Question

Consider the cell $\text{Cu} \mid \text{Cu}^{+2} \parallel \text{Ag}^{+} \mid \text{Ag}$. If the concentration of $\text{Cu}^{+2}$ and $\text{Ag}^{+}$ ions becomes ten times, then the emf of the cell will :-

• A. increases by 0.0591 V
• B. decreases by 0.0591 V
• C. increases by 0.0295 V
• D. decreases by 0.0295 V

Answer 1

Answer: (C)

increases by 0.0295 V

Answer 2

The given cell is $\text{Cu} \mid \text{Cu}^{2+} \parallel \text{Ag}^{+} \mid \text{Ag}$.

1. Half-cell reactions and the overall cell reaction:

   • Anode (oxidation): $\text{Cu}(s) \rightarrow \text{Cu}^{2+}(aq) + 2e^{-}$
   • Cathode (reduction): $\text{Ag}^{+}(aq) + e^{-} \rightarrow \text{Ag}(s)$

   Balanced cathode reaction: $2\text{Ag}^{+}(aq) + 2e^{-} \rightarrow 2\text{Ag}(s)$

   Overall balanced cell reaction: $\text{Cu}(s) + 2\text{Ag}^{+}(aq) \rightarrow \text{Cu}^{2+}(aq) + 2\text{Ag}(s)$

2. Number of electrons transferred (n): From the balanced reaction, $n = 2$.

3. Reaction quotient (Q): For the reaction $\text{Cu}(s) + 2\text{Ag}^{+}(aq) \rightarrow \text{Cu}^{2+}(aq) + 2\text{Ag}(s)$, the reaction quotient $Q$ is: $Q = \frac{[\text{Cu}^{2+}]}{[\text{Ag}^{+}]^2}$

4. Nernst Equation: The Nernst equation at 298 K is: $E_{\text{cell}} = E_{\text{cell}}^0 - \frac{0.0591}{n} \log Q$

   Initial concentrations: $[\text{Cu}^{2+}]_1$ and $[\text{Ag}^{+}]_1$. Initial EMF of the cell ($E_1$): $E_1 = E_{\text{cell}}^0 - \frac{0.0591}{2} \log \frac{[\text{Cu}^{2+}]_1}{[\text{Ag}^{+}]_1^2}$

5. New reaction quotient ($Q_2$) when concentrations become ten times: New concentrations: $[\text{Cu}^{2+}]_2 = 10[\text{Cu}^{2+}]_1$ and $[\text{Ag}^{+}]_2 = 10[\text{Ag}^{+}]_1$. The new reaction quotient ($Q_2$): $Q_2 = \frac{[\text{Cu}^{2+}]_2}{[\text{Ag}^{+}]_2^2} = \frac{10[\text{Cu}^{2+}]_1}{(10[\text{Ag}^{+}]_1)^2} = \frac{10[\text{Cu}^{2+}]_1}{100[\text{Ag}^{+}]_1^2} = \frac{1}{10} \frac{[\text{Cu}^{2+}]_1}{[\text{Ag}^{+}]_1^2}$ So, $Q_2 = \frac{1}{10} Q_1$.

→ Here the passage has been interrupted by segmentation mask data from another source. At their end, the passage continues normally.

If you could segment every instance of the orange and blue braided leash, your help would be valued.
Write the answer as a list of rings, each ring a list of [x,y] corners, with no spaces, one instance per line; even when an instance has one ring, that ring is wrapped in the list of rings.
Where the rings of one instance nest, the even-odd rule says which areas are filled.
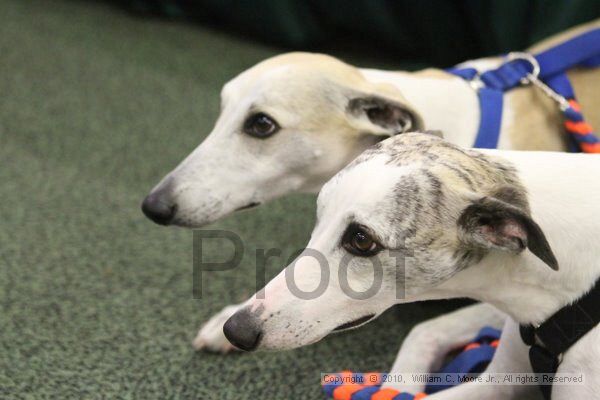
[[[568,99],[568,102],[569,108],[563,111],[567,133],[584,153],[600,153],[600,139],[592,126],[585,122],[581,106],[573,98]]]
[[[455,377],[465,374],[479,374],[492,360],[499,344],[500,331],[491,327],[482,328],[473,341],[464,346],[440,371]],[[342,371],[326,374],[322,378],[325,395],[333,400],[421,400],[430,394],[456,386],[459,382],[433,383],[425,387],[425,392],[407,393],[392,388],[382,388],[390,379],[380,372],[358,373]]]

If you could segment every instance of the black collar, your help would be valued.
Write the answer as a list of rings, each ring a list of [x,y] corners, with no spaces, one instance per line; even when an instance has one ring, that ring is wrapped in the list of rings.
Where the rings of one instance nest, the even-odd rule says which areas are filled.
[[[521,338],[530,346],[529,361],[536,374],[554,374],[562,359],[583,335],[600,323],[600,279],[576,302],[558,310],[538,327],[521,325]],[[550,399],[552,385],[540,386]]]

6. New EMF ($E_2$): Substitute $Q_2$ into the Nernst equation: $E_2 = E_{\text{cell}}^0 - \frac{0.0591}{2} \log Q_2$ $E_2 = E_{\text{cell}}^0 - \frac{0.0591}{2} \log \left(\frac{1}{10} Q_1\right)$ $E_2 = E_{\text{cell}}^0 - \frac{0.0591}{2} \left(\log \frac{1}{10} + \log Q_1\right)$ Since $\log \frac{1}{10} = -1$: $E_2 = E_{\text{cell}}^0 - \frac{0.0591}{2} \left(-1 + \log Q_1\right)$ $E_2 = E_{\text{cell}}^0 - \frac{0.0591}{2} \log Q_1 + \frac{0.0591}{2}$ $E_2 = \left(E_{\text{cell}}^0 - \frac{0.0591}{2} \log Q_1\right) + \frac{0.0591}{2}$ We know that the term in the parenthesis is the initial EMF, $E_1$: $E_2 = E_1 + \frac{0.0591}{2}$

7. Change in EMF: The change in EMF is $E_2 - E_1$: $\Delta E = E_2 - E_1 = \frac{0.0591}{2}$ $\Delta E = 0.02955 \text{ V}$

   Thus, the emf of the cell increases by 0.0295 V.